Дух. Куда уйдет его дух. Близок переход. Он надеется: окунется во тьму, а там его вынут из тьмы, как… как Лазаря. Он не Лазарь. Лазарь был братом Марфы, которую Учитель ценил, и Марии, которую Учитель любил. Скольких женщин любил Учитель?.. Многих. Плох тот мужчина, что не любит многих женщин. Но одна должна быть. Одна-единственная. Так заповедано. Да прилепится жена к мужу своему… Он поморщился. Вот пирожок разламывается надвое, и просфора разлепляется. Все разъединяется на свете, все. Даже то, что казалось высеченным из одной глыбы мрамора.
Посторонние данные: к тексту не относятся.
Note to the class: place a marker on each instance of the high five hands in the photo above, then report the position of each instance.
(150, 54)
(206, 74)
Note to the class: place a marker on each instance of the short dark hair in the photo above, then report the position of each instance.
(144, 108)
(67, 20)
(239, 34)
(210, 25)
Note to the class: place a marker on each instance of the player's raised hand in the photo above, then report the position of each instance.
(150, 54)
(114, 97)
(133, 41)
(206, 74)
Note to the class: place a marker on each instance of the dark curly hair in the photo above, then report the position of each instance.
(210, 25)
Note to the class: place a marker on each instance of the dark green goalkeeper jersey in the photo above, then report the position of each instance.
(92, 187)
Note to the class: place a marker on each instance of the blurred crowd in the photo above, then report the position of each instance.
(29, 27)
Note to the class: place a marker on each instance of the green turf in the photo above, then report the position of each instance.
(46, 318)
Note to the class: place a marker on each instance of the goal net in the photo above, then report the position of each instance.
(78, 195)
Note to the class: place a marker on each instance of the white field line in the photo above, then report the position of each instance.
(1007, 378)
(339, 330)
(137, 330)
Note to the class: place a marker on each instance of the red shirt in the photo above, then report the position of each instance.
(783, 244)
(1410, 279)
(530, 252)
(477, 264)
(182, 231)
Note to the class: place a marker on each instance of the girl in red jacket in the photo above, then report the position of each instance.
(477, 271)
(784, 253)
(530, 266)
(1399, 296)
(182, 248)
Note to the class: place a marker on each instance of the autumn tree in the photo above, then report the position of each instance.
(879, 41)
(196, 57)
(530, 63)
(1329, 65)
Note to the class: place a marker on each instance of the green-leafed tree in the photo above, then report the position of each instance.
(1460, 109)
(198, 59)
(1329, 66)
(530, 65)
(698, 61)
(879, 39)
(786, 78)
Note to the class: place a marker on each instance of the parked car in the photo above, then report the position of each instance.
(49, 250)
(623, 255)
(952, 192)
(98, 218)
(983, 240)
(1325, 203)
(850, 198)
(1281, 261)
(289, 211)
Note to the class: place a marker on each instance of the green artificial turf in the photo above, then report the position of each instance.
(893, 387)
Лазарь был в пеленах. И пелены развернулись. И пали на холодную, мерзлую землю. А разве не было так, что из могил восставали? Из штабелей расстрелянных; из трюмов затопленных барж; из катакомб, где осажденные прятались, забыв давно про хлеб и воду. А если он просто уснет, а потом оживет?! Там, в гробу… Он застонал, представив это. Господи, он не думал, что так страшно умирать. Он никогда не был готов к этому. Ни там, на войне; ни на обледенелой палубе сторожевика «СКР-19», где, лежа около пулемета, он скусывал зубами с палубы соленый, горький лед; ни в лесах подо Ржевом, под Вязьмой, под Москвой, где под градом огня он, скрючившись на дне траншеи, не молился Господу: оставь мне жизнь!.. — а смачно, грязно, страшно матерился, руганью отгоняя, убивая смердящий страх. Он неистово хотел жить.
И сейчас — хочет?!
Тьма подошла ближе. Тьма навалилась на него. Его лицо исказилось, он попытался отбиться. Он вытянул впереди себя руки, поднял над одеялом. Открыл глаза. Больные спали. Палата погрузилась во мрак, прорезаемый из-за зальделых окон вспышками поздних трамваев, белым мертвенным огнем уличных фонарей. Один. Ни жены, ни дочери. Ни сына. Ни других детей. Один, как тот древний мужик… как Иов. Смотри-ка, он даже имена вдруг вспомнил их всех, бешеных мощных стариков: Иезекииль, Исайя, Иов. Значит, он скоро переступит порог и очутится рядом с ними. Совсем рядом, близко. Слабое утешенье. Ему неохота ТУДА. Он же не знает, что ждет его ТАМ. А если он страшный, непоправимый, непростительный грешник, и ТАМ и вправду есть геенна огненная, и он будет гореть, гореть в Аду, гореть вечно, как вечно горят в ночи рыбацкие костры на излуках?!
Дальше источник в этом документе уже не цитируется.